When Canadian Bank ATB Financial deployed a robot in bank branches to greet customers, it was maybe the most visible sign that artificial intelligence is becoming an important part of banking. But this emerging technology has even more potential behind the scenes where it will transform all manner of processes, including institutional bond trading.
AI can revolutionize bond trading desks, which have been struggling since the 2008 financial crisis. Previously, bond desks would buy bonds from an important customer, taking the liquidity and market risk of holding those securities until a suitable buyer could be found. Under the Volcker rule of the Dodd-Frank Wall Street Reform and Consumer Protection Act, banks were prohibited from engaging in proprietary trading and that activity mostly stopped. Only firms that don’t fall under the Volcker rule can still take up some of that liquidity, but the end result has been less principal trading, especially of corporate bonds and more illiquid securities.
Now, AI holds the promise of moving bond markets closer to how they operated pre-Volcker, leveraging the information of past trading patterns and customer preferences to facilitate bond desks transacting more trades.
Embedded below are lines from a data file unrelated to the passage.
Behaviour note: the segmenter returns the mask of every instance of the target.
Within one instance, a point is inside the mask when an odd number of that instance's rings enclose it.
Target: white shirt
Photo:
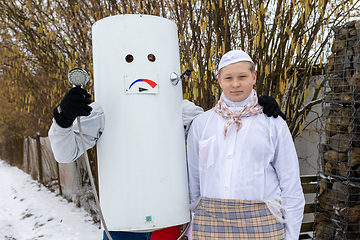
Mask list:
[[[230,100],[224,101],[229,105]],[[236,105],[229,109],[240,110],[246,104]],[[289,217],[286,239],[298,239],[305,199],[286,122],[263,113],[245,117],[242,128],[236,132],[236,125],[230,125],[224,139],[228,120],[211,109],[197,116],[190,127],[187,154],[191,204],[201,196],[261,201],[281,196]]]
Banks will be able to do that without taking the risk of holding bonds on their balance sheet because AI will add insight into who might take the other side of the trade.
Here’s how it works: Historical bond trading data is used to map out the transaction flow among a network of counterparties, revealing which customers banks trade with, what securities they trade, and who they trade with most frequently. Using advanced data analytics, that information does two things — identifies bonds that clients consider as substitutes for each other, and, by learning from the trading activities of customers, produces coincidence patterns. AI tools can then discern how often a certain group of customers consider trading similar bonds and, ultimately, analytics software will recommend who might take the buy and sell side of any given trade. Armed with those recommendations, brokers should be able to increase their ability to satisfy the liquidity demands of their clients’.
It’s the same technology and analytics that helps Netflix make movie recommendations based on a combination of your prior picks and the viewing history of other people who have similar habits. However, AI can do much more than recommend the latest Will Ferrell comedy. It can tell a bond trader that a customer that bought bond X may also buy bond Y. Using analytics to understand a customer’s investment process will take much of the guesswork out of fixed income trading. Now a trader will know not only what a certain customer bought last week, but also that some of the same investors who bought that bond also purchased another particular security.
That could amount to a sea-change in bond trading, potentially making trading desks more willing to fulfill orders, which would improve market liquidity. Dutch bank ING is trying this approach with an AI tool called “Katana.” A six-month trial of the technology produced quicker pricing decisions for 90% of trades, and cut trading costs by 25%. JPMorgan Chase is using AI tools in the bank’s fixed-income sales and trading operations to help sales people and traders anticipate the direction of markets. Other banks are experimenting, too.
In the coming years, the technology will be able do even more. Beyond leveraging data from one bank’s trading desk to predict investor behavior in buying and selling, the technology will leverage a broader pool of data (from many primary dealers) to discern what factors influence behavior and what attributes of a bond change that behavior. Ultimately, AI could facilitate trading across entire fixed-income market segments, matching buyers and sellers and providing dealers with a data-driven view of what impacts behavior.
Getting there, however, will require banks to clean up the massive amount of data that exists today, which does not follow any standards. Getting the most from AI will require industry cooperation in setting standards and best practices for how data is normalized.
For example, today, a structured note means different things to different dealers. One may view it as a payment stream linked to the performance of an underlying instrument, another as a bond with cash flows that require modelling. Similarly, counterparty names are recorded differently in databases even within the same firm. In addition, data outliers and human error must be scrubbed before data can be used to create a feedback loop. The ever-growing pool of that data then would need to be stored on a cloud-based architecture capable of scaling. Ultimately, all that may be too much work for many dealers, especially at smaller banks, who will turn to outside firms to undertake that massive task. Partnering with outside firms on such work will give dealers a network effect of learning from an even larger pool of community data.
At this year’s Consumer Electronics Show, The New York Times declared that, “the clear darling of this year’s show was not a gadget but the growing amount of artificial intelligence software” powering devices. Soon, the impact this powerful tool has on bond trading could be just as great.